Die Richterin bemängelt in der Verhandlung, dass es schwer sei, dieser Argumentation zu folgen, denn das Quartal ende schließlich erst am 31. März. Die Kündigung indes sei bereist am 19. Februar ausgesprochen worden. Zudem sei bereits Anfang Mai wieder ein neuer Mitarbeiter eingestellt worden. Es wäre möglich gewesen, den Konstruktionsleiter, dessen Stelle im Unternehmen tatsächlich gestrichen worden ist, als Konstrukteur weiterzubeschäftigen. Der Anwalt des Unternehmens sagt, der Ingenieur hätte allenfalls als technischer Zeichner eingesetzt werden können.

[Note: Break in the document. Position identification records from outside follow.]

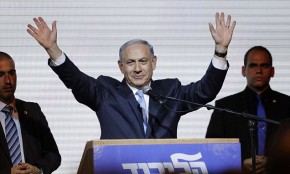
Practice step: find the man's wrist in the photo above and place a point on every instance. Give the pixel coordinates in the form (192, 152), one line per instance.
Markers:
(219, 54)
(38, 170)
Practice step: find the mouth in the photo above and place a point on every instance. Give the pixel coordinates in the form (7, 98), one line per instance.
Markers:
(8, 89)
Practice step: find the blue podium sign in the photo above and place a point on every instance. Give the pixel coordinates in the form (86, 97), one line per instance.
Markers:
(165, 156)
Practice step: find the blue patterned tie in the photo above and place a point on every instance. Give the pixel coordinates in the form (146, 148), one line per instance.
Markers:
(142, 103)
(12, 137)
(261, 126)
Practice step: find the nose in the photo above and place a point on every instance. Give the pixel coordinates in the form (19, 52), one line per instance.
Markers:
(7, 78)
(137, 67)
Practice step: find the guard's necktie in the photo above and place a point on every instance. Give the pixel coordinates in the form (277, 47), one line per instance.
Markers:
(261, 126)
(142, 103)
(12, 136)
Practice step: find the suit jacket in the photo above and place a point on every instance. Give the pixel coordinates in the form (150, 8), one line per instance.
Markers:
(119, 112)
(227, 125)
(39, 146)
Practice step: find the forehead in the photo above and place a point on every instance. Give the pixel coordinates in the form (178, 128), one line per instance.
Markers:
(6, 64)
(258, 56)
(136, 51)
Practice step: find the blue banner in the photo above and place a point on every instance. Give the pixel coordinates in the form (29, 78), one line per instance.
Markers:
(167, 158)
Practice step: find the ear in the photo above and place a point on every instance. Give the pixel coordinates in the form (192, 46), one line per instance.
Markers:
(244, 71)
(272, 72)
(121, 66)
(154, 62)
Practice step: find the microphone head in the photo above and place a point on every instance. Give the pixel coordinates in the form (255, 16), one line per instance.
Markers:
(146, 89)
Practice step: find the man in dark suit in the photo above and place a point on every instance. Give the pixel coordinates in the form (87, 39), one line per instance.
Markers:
(258, 70)
(37, 150)
(114, 102)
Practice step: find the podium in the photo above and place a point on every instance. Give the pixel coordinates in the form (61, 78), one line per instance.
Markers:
(146, 156)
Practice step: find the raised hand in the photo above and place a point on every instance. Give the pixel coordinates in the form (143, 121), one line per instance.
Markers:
(223, 33)
(45, 36)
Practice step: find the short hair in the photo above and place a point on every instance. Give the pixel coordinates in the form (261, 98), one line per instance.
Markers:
(257, 48)
(5, 55)
(132, 42)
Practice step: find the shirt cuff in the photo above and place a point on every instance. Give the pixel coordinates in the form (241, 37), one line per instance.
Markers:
(60, 60)
(220, 63)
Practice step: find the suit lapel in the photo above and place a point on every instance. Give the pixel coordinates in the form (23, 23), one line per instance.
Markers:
(24, 123)
(127, 93)
(3, 143)
(154, 107)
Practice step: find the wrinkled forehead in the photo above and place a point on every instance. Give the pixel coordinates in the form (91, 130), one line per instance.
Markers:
(137, 51)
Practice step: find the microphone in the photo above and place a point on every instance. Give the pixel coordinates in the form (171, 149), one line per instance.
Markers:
(148, 90)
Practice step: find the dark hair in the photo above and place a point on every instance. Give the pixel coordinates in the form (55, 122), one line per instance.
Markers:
(257, 48)
(5, 55)
(135, 41)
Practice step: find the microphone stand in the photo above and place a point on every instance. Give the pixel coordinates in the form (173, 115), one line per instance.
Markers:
(250, 117)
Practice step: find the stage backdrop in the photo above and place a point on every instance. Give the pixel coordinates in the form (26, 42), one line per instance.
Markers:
(90, 32)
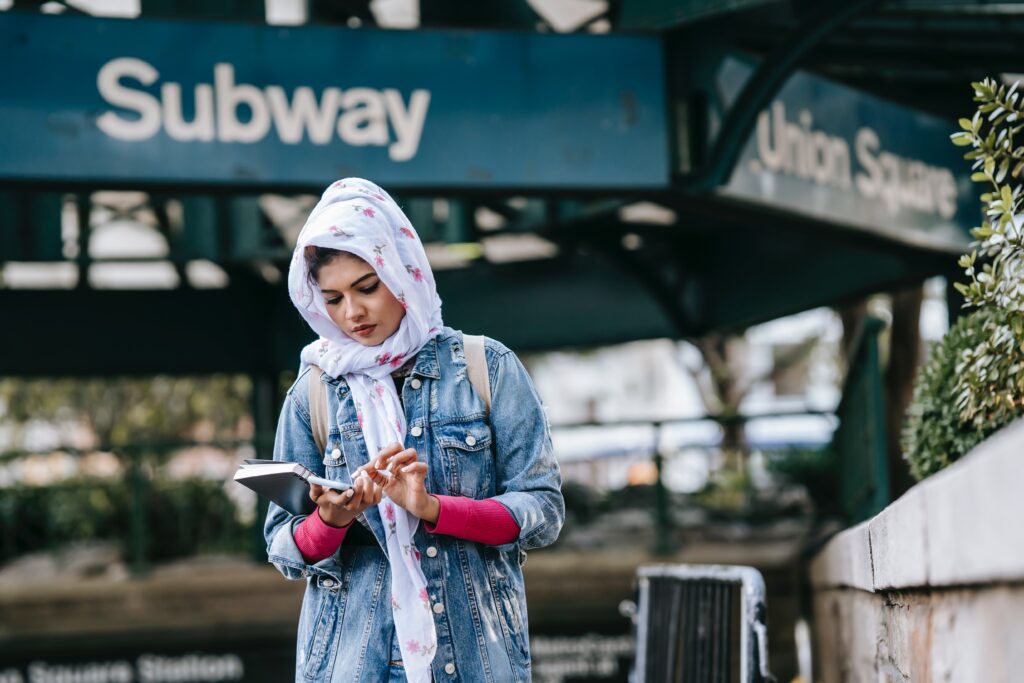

Zudem widerspricht er dem Vorwurf, ein Zeuge des Klägers, der ebenfalls in dem Betrieb arbeitet, sei unter Druck gesetzt worden. Angeblich soll dem Mann, falls er zu Gunsten des 44-Jährigen aussage, mit Entlassung gedroht worden sein.

Der zweite, ehrenamtliche Richter, Marc Hentschke, fragt den Kläger gegen Ende der Verhandlung: „Wollen Sie denn dort überhaupt noch arbeiten?“ Der Ingenieur antwortet nicht , doch es wird schnell deutlich: nein, das will er wohl nicht. Es geht nur noch um die Höhe der Abfindung. 10 000 Euro werden brüsk abgelehnt. Nach dem Gefeilsche einigt man sich schließlich auf die besagten 20 000 Euro.

Die Richterin muss kein Urteil sprechen, und die Kontrahenten ersparen sich den Gang in die zweite Instanz. Gerichtskosten fallen für den Kläger und die beklagte Firma keine an. Jede Partei muss nur die eigenen Anwaltskosten tragen. Als die Verhandlung geschlossen ist, freut sich der auf Arbeitsrecht spezialisierte Anwalt des Klägers, Frank Jansen aus Bad Herfeld, ganz offenkundig mehr als sein Gegner. Das Mandat habe ihm rund 3500 Euro eingebracht, den Großteil davon trage die Versicherung des Ingenieurs.

Die Akteure verabschieden sich aus dem Saal 105. Die Richterin wünscht dem Gekündigten viel Glück bei der Suche nach einem neuen Arbeitsplatz. Er antwortet: „Ich habe zwei Jobs in Aussicht.“ Das Ende eines für ihn offenkundig ganz guten Deals.